LYNDEN ­— The idea of adding two floors with five residential units to the building at 610 Front St. is testing the system.

Ron Hanson and Tim Keiper brought their hopes for renovation of what is known as “the liquor store” to the city Community Development Committee May 29, and now there are some hoops to get through.

The two ownerdevelopers and city officials talked through issues mainly related to parking requirements — one space per dwelling unit — and also protecting the view space of the 135-foot mural on the west side of the building that serves as a welcome to downtown.

Various items talked about are included in draft minutes, with both the city and the developers agreeing to consider certain next steps forward, said councilor Brent Lenssen and Planning Director Heidi Gudde after Monday’s City Council meeting.

For instance, the two new owners will create a parking proposal that could be a pilot for the downtown area, periodically reviewable, including the idea of letting downtown residents park in downtown lots overnight. The city will look into revising its parking code to allow payment in lieu of residential requirements.

The city supports the creation of residential units in the downtown core.

On the issue of protecting the mural, the committee was supportive of a 10-foot no-build easement contingent upon this proposed project happening. The whole 7th Street corner area is now a public parking lot.
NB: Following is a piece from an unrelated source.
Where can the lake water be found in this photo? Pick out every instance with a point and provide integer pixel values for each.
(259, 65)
The committee also addressed the downtown idea of a Hops Down Front Street beer walk as part of the already planned Hot Thursday Nights starting July 25.

Some of the basics are that all alcohol will be served inside businesses and that proceeds of this event will go to the nonprofit Backpack Buddies program.

In discussion, Jesse Nelson, proprietor of Overflow Taps, noted that having special events such as this is critical to the survival of that business.

Also at the regular Monday City Council meeting:

Michael Knapp, recommended interim police chief starting in July, was introduced and spoke briefly. He commended outgoing two-year chief John Billester and emphasized that he would do this only until a permanent replacement will be chosen.

Knapp will also be at the 4 p.m. June 13 city Public Safety Committee meeting at police headquarters.  City administration is asking that council concur with Knapp’s appointment at its June 17 meeting, so he can have some overlap time with Billester the next week.

Knapp is retired from being police chief in Ferndale, and earlier in Cosmopolis and Medina, Washington.

No one spoke at three public hearings on related aspects of updating the residential design standards for the city of Lynden.

This months-long process has involved the Planning Department, Planning Commission and Design Review Board. It was triggered by preparing standards for the proposed Pepin Creek growth area, but turned instead into doing more across-the-city standardizing of rules on site design, architecture, accessory structures, landscaping and screening, and setbacks.

Staff proposes that the new design standards take effect on Oct. 1 to allow time to inform residential developers, designers and builders of these changes.

Police Chief Billester reported that his department has been issuing warnings for ATVs, UTVs and golf carts illegally on Lynden streets. 

The city has not allowed these types of all-terrain vehicles or utility task vehicles, even though state law gives the option of allowing them, he noted.